Es imposible clasificar la obra fotográfica de Alberto Schommer por diversa, porque de su pulsión por experimentar han germinado retratos, viajes, paisajes urbanos y paisajes negros, cascografías… temas y técnicas que ha abordado con un lenguaje original. Todo por su amor a la fotografía, porque, como él dice, “la magia de los momentos recordados hay que alargarla”.
Estas palabras surgieron de ‘Elogio a la fotografía’, discurso que Schommer pronunció al ingresar en la Academia de Bellas Artes de San Fernando en 1998, donde también reconoció que las imágenes reunidas en la exposición ‘La familia del hombre’ resultaron fundamentales a la hora de dirigir sus pasos hacia la fotografía profesional. Para este fotógrafo de Vitoria, de padre alemán y madre española, esta muestra (considerada la mayor empresa fotográfica jamás realizada) fue “la piedra filosofal” que se transmutó en la señal que marca el camino de su vocación, en un momento en que su talento busca un refugio para imaginar. Se inicia con la pintura (incluso resulta seleccionado en la Bienal de Cuba), realiza cortometrajes y escribe.
También toma fotos alentado por su padre, Alberto Schommer Koch, alemán afincado en Vitoria, ciudad en la que abrió un estudio durante la década de los 40. Sin embargo, no da el paso definitivo hasta que no descubre ‘La familia del hombre’, esta “gran sinfonía” de las manifestaciones humanas que comisarió Edward Steichen en el MOMA, en la década de los 50. Allí están Ansel Adams, Irving Penn, Avedon, Robert Frank, Brassaï, Cartier-Bresson, Lange, Arbus, y muchos más. Los más grandes le enseñan que “el mundo, a través de la fotografía, es mayor y más cercano”.

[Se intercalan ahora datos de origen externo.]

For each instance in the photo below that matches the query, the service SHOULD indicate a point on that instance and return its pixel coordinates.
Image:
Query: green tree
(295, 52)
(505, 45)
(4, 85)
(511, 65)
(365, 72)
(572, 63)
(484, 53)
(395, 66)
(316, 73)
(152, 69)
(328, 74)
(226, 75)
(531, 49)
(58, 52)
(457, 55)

En 1966 se traslada a Madrid y abre su estudio. En la década de los 70, de un encargo de ABC para retratar a personalidades de la cultura y de algunos trabajos anteriores surge ‘Retratos psicológicos’, donde queda patente su rompedora forma de retratar. En sus luces (y sobre todo en sus sombras) quedan atrapados Miró, Chillida, Alberti, Tàpies, el rey Juan Carlos I, Felipe de Borbón o Adolfo Suárez. Los obispos Tarancón y Suquía rezan mientras levitan, una máscara de Franco se disuelve en un tríptico. En las décadas de los 70 y 80 estas imágenes rompen moldes y se convierten en un crónica visual de la Transición. Hasta el punto que Franco, tras un Consejo de Ministros, indica a sus dirigentes que no se dejen fotografiar por ese fotógrafo “extranjero”.
Una mirada crítica y simbólica que le permite retratar a Andy Warhol envuelto en una bandera americana mientras pinta una de las barras. La imagen se convirtió en icono de la cultura popular. Esta fotografía es una de las 20 que la librería Railowsky de Valencia exhibe en su cuarto trasero a modo de pequeña antología. En su obra los retratos conviven con las cascografías (técnica inventada por él que consiste en aprovechar la deformación del papel fotográfico), álbumes de viajes a lo largo y ancho de los cinco continentes, montajes, series dedicadas al País Vasco, naturalezas muertas y paisajes (de los que dice: “las sombras son el mayor elogio para la luz”).
Pero el retrato detenta un sitio privilegiado en el alma de este vasco. “Es quizá el hecho más importante dentro de la fotografía”, dice. Y también: “El retrato es una compulsión de fuerzas, de tensiones construidas en un largo tiempo de conocimiento, diálogo y aceptaciones”. La obra de Schommer se ha exhibido por todo el mundo, de la mano de su reconocimiento como hacedor de la memoria visual española y de la historia de la fotografía, que tanto le ha dado. “Me suelen preguntar cómo veo el mundo siendo fotógrafo: lo veo de dos maneras, cuando llevo la cámara o cuando estoy sin ella. En el primer caso siento, vivo doblemente la realidad”.